The protesters spent most of the night inside the headquarters building, but about half of them stood outside the building holding signs for about 15 minutes. Some of the signs read, "No Money, Your Life, Everyone Loses," "Cutting Operations Kills," and "Nye Is Why."

Meanwhile, Nye was meeting with the CRS board to discuss more than $200,000 in personnel cuts that he says would help the financially troubled ambulance company balance its budget.

Horn said the board ultimately approved $211,000 in cuts.

Some believe the cuts will improve CRS' chances of receiving a $50,000 donation from the Washington County Board of Commissioners.

More than 50 paid and volunteer staff at CRS signed a petition asking the board to fire Nye and give his job duties to the chief of operations.

The petition stated their opposition to Nye's plan to cut ambulance staff, Nye's opposition to hiring an outside company to handle CRS' billing, and said Nye's more than $50,000-a-year salary could be better spent elsewhere.

The petition also states that Nye's "actions, attitude, and decision-making history continue to be severely detrimental to public relations and the safety and health of our community."

"We hope our petition pressures the board to terminate Nye tonight," said paid CRS paramedic Bob Shank, who is married to Melanie Shank. "He's bad for our image.

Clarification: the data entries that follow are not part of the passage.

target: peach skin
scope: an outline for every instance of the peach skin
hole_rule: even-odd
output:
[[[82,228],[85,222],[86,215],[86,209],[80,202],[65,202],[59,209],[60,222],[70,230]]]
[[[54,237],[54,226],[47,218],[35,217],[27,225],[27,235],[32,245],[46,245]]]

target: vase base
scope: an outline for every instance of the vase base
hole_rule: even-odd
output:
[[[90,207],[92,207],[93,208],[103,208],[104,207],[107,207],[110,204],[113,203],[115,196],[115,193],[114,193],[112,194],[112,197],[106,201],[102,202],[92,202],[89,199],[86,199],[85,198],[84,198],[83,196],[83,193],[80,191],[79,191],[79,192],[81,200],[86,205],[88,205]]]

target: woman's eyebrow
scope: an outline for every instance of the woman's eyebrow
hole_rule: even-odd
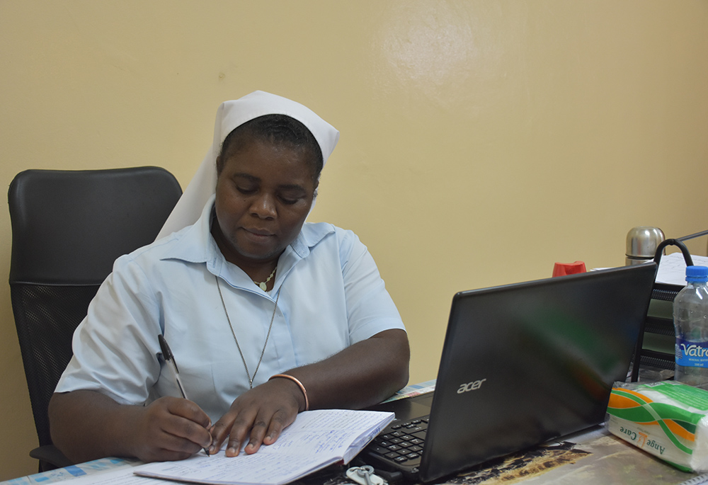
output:
[[[260,182],[261,181],[261,179],[258,177],[256,177],[256,176],[254,176],[253,175],[251,175],[250,173],[234,173],[234,175],[232,176],[232,177],[233,178],[236,178],[237,177],[239,178],[247,178],[248,180],[252,181],[253,182]]]
[[[305,190],[305,188],[297,183],[283,183],[278,186],[278,188],[285,190]]]

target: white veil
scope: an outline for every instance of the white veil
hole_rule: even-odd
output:
[[[216,160],[224,139],[234,128],[264,115],[287,115],[304,125],[319,144],[323,163],[326,163],[339,139],[339,132],[334,127],[309,108],[287,98],[256,91],[236,101],[222,103],[217,110],[212,146],[156,239],[197,222],[216,188]]]

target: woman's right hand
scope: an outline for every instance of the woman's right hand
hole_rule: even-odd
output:
[[[129,439],[135,455],[144,462],[184,460],[212,444],[211,421],[187,399],[161,397],[134,416]]]
[[[183,460],[212,443],[207,413],[177,397],[132,406],[96,391],[76,390],[55,393],[49,413],[55,445],[75,463],[110,456]]]

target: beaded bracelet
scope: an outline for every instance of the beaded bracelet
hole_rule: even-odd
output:
[[[276,374],[275,375],[270,376],[270,379],[275,379],[275,377],[282,377],[284,379],[290,379],[291,381],[297,384],[297,387],[300,388],[302,391],[302,395],[305,397],[305,411],[309,409],[309,401],[307,400],[307,391],[305,390],[305,387],[302,385],[302,383],[299,380],[293,377],[292,375],[288,375],[287,374]],[[270,380],[268,379],[268,380]]]

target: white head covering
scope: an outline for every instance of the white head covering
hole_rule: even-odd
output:
[[[323,164],[326,163],[339,139],[339,132],[334,127],[309,108],[287,98],[256,91],[240,99],[222,103],[217,110],[211,148],[165,222],[158,239],[197,222],[205,204],[215,193],[216,160],[224,139],[246,121],[264,115],[287,115],[304,125],[319,144]]]

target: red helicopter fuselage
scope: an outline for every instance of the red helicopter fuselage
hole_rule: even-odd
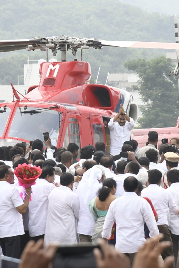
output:
[[[91,68],[84,62],[45,62],[41,63],[39,85],[30,87],[21,99],[0,104],[0,146],[14,145],[17,141],[28,143],[43,140],[48,132],[53,144],[67,147],[75,142],[80,148],[97,141],[110,145],[109,131],[104,129],[104,118],[109,121],[118,112],[121,103],[124,110],[135,120],[137,105],[127,91],[102,85],[90,84]],[[149,129],[134,130],[132,138],[139,147],[145,145]],[[176,127],[156,129],[161,138],[178,137]],[[159,143],[160,144],[160,141]]]

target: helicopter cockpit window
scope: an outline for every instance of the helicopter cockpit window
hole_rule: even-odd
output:
[[[74,142],[79,147],[79,154],[81,149],[80,139],[78,120],[76,118],[70,118],[69,122],[69,135],[70,142]],[[77,158],[79,158],[79,155]]]
[[[11,110],[6,106],[0,108],[0,137],[1,137],[4,130]]]
[[[56,146],[61,120],[61,113],[51,108],[19,107],[8,135],[27,141],[43,141],[43,133],[48,132],[52,145]]]
[[[100,124],[93,124],[92,127],[95,139],[95,143],[97,141],[104,142],[104,137],[102,125]]]

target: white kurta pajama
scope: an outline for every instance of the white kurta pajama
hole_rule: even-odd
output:
[[[78,242],[77,233],[78,197],[69,187],[61,185],[49,197],[44,242],[58,241],[60,244]]]

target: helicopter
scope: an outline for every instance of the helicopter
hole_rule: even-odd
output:
[[[43,140],[43,133],[48,132],[53,145],[57,148],[67,148],[69,143],[74,142],[80,149],[103,141],[109,154],[109,130],[104,128],[104,121],[108,122],[114,117],[121,104],[136,121],[138,108],[127,91],[90,84],[91,68],[83,61],[83,51],[105,46],[179,49],[177,43],[111,41],[64,35],[0,41],[0,52],[40,49],[46,51],[46,62],[40,65],[39,85],[30,86],[21,98],[11,84],[12,102],[0,104],[0,147],[13,146],[18,141],[28,143],[37,138]],[[79,49],[81,61],[68,61],[68,52],[71,50],[75,56]],[[49,62],[49,50],[53,56],[60,51],[61,61]],[[178,120],[176,127],[152,130],[158,132],[160,138],[169,138],[179,133],[179,127]],[[145,145],[150,130],[134,130],[131,138],[138,142],[139,147]]]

He's been nothing but abrasive with everyone."

Nye could not be reached for comment Wednesday night.

Horn said Nye still has his job with CRS. Nye has said he has no plans to resign.

Shank and other protesters say perhaps CRS could bring in more money by having an outside company handle its billing.

Nye has said an outside company would only cost CRS more money and not bring in additional money.